Unfortunately, we are ending an unusually dry summer with and unusually dry fall.
The lack of rain has made it difficult to overseed and fertilize cool season lawns. Nevertheless, it is time to start helping what is left of the lawns recover. Cool weather and timely rains are the stimulus for new growth in bluegrass and fescue lawns.
The fall growth period is important because grass can repair summer damage and accumulate food reserves crucial for winter survival. Unfortunately, the fall growth cannot happen without adequate amounts of soil moisture and nutrients.
With this in mind, now is the time to turn on the sprinkler and begin applying turfgrass fertilizers. Here are a few tips to help you spread the nutrients to achieve the most out of your cool season lawn.

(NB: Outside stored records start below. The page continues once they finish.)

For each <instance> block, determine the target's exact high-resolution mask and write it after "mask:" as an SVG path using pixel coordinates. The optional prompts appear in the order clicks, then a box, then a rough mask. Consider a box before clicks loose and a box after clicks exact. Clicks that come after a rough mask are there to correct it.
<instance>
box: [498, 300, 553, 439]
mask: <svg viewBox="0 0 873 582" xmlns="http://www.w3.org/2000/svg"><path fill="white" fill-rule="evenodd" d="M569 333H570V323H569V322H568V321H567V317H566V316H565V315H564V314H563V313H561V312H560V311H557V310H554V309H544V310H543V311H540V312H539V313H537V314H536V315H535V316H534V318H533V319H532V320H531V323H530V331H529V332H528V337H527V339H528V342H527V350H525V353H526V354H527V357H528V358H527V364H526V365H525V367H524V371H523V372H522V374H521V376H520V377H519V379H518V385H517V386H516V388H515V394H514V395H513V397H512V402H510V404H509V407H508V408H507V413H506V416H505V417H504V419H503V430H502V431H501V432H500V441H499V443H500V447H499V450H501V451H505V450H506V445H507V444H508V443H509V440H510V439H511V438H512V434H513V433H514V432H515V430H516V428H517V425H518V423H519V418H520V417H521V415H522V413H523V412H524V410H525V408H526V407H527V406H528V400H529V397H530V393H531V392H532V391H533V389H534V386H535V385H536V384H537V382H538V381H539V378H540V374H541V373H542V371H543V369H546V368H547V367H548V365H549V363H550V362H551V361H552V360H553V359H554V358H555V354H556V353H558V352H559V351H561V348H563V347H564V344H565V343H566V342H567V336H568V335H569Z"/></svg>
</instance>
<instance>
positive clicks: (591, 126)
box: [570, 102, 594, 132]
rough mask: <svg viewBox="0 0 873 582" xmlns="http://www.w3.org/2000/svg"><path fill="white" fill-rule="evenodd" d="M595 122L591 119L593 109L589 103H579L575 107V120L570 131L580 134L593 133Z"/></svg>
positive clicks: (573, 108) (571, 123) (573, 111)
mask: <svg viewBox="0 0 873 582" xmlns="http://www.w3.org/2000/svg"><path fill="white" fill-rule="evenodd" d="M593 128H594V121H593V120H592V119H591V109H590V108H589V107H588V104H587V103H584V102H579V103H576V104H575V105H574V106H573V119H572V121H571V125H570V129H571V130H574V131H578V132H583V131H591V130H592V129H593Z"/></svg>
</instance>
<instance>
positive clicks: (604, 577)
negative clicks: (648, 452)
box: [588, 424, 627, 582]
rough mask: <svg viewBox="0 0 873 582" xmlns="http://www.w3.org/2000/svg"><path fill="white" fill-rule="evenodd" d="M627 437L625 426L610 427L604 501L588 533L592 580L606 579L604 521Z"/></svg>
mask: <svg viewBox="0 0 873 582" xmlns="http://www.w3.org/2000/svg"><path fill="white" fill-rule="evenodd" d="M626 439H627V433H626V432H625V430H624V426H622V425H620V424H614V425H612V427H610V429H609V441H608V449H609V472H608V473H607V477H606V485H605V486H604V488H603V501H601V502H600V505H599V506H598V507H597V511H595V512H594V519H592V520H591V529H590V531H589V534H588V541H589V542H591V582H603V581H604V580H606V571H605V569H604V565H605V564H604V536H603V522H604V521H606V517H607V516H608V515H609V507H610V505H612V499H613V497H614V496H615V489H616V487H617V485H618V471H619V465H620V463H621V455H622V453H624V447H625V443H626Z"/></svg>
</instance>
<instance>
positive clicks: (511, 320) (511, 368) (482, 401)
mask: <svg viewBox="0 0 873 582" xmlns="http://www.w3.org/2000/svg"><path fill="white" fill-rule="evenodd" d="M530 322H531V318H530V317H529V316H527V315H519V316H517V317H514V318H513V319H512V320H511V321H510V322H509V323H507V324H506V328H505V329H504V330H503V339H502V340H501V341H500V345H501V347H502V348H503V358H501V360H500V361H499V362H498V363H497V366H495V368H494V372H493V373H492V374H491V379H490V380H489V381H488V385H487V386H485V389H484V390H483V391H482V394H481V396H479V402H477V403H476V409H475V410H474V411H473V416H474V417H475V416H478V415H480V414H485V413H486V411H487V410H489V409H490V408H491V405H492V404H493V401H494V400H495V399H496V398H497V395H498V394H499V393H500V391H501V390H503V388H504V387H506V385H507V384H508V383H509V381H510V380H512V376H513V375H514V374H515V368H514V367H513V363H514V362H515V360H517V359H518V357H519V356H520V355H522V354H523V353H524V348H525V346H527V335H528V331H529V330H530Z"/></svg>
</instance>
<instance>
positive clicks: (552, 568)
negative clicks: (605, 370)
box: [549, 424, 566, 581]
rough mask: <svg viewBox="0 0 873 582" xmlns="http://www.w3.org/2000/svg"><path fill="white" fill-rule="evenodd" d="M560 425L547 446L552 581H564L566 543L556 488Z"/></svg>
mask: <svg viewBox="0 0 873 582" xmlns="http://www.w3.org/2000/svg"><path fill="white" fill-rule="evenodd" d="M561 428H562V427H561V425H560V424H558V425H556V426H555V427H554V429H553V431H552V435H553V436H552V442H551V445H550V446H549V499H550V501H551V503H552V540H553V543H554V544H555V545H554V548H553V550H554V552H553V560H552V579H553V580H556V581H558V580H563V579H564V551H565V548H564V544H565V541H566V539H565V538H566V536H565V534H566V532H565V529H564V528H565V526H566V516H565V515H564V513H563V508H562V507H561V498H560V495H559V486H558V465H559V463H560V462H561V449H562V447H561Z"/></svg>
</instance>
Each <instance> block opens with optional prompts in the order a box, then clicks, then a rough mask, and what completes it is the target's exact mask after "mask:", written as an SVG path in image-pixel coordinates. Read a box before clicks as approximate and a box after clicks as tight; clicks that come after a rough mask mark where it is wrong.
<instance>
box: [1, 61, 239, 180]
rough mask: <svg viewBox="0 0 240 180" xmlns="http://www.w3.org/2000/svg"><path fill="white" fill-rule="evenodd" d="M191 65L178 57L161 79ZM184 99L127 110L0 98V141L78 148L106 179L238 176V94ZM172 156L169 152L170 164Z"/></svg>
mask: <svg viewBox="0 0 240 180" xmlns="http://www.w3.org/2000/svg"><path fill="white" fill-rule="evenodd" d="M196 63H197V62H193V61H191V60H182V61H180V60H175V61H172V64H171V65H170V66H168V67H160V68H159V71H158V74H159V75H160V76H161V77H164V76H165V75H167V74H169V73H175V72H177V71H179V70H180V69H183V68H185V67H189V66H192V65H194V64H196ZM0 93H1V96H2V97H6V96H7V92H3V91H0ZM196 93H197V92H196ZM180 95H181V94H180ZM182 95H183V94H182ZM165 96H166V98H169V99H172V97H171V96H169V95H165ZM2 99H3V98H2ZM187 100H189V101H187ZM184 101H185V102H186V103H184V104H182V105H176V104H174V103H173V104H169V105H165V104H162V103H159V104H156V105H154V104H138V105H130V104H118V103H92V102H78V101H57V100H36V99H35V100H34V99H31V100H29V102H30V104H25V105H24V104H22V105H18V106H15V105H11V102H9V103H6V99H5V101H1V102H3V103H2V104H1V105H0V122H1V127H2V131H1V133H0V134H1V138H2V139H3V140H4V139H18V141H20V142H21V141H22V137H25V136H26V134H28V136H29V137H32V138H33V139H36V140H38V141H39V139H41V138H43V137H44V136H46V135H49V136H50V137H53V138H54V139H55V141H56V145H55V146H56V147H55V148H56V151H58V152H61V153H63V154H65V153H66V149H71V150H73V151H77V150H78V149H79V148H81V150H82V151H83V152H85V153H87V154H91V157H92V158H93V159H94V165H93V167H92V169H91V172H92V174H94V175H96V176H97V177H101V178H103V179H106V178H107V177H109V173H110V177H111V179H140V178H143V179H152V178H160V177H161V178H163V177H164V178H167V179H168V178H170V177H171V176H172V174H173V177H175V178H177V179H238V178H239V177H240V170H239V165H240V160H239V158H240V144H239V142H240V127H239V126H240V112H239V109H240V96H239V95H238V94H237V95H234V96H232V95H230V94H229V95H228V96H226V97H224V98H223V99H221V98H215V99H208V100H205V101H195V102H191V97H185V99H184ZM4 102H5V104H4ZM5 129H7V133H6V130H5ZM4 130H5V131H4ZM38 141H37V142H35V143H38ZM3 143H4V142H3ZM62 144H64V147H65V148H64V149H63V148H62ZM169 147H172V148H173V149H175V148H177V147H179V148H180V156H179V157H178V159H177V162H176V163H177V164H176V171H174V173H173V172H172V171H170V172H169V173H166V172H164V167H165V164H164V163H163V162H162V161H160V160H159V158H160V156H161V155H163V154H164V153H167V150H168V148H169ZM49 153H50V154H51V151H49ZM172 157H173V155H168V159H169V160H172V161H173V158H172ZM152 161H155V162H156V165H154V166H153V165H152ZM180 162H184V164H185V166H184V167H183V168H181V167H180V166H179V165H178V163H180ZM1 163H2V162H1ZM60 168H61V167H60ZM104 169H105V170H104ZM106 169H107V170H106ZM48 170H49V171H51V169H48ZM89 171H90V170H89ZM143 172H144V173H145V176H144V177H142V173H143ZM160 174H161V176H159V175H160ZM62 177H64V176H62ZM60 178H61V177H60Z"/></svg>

September and November are two of the best months to apply lawn fertilizers. The cool weather and timely rains help activate fertilizers and stimulate growth. To supplement the rain this year, begin to apply the recommended one inch of water as needed Â especially if you have overseeded.
Next, apply fertilizer. Nitrogen is especially important this time of year because it helps grass produce new leaves. Only with new leaf tissue can the plants manufacture the energy necessary for crown building, root development, and food storage. The stronger and healthier the grass is this fall, the greater chances of survival this winter.
When fertilizing your lawn, use a fertilizer designed for turf grass. Turf grass fertilizers contain a greater amount of nitrogen in relation to phosphorus and potassium. The percent nitrogen is the first number of the three number analysis on a bag of fertilizer. Phosphorus and potassium are the other two nutrients reported respectively.
To determine how much fertilize you should apply, divide 100 by the first number or the percent nitrogen in the bag. The answer you get is how many pounds of the fertilizer you should apply to 1,000-square feet of lawn.
Thoroughly irrigate the lawn if rain is not expected. Do not subscribe to the theory that if a little is good, a lot must be better. Applying excess fertilizers wastes money and can pollute surface and ground water.
Finally, mow the grass high. Research has found that the higher the grass is mowed, the deeper the root system will grow. This means a tougher, more healthy stand of grass. For best results, mow the lawn at least two to years inches tall. Mow regularly and only remove one-third of the grass blades off. This may mean mowing every four or five days this time of year.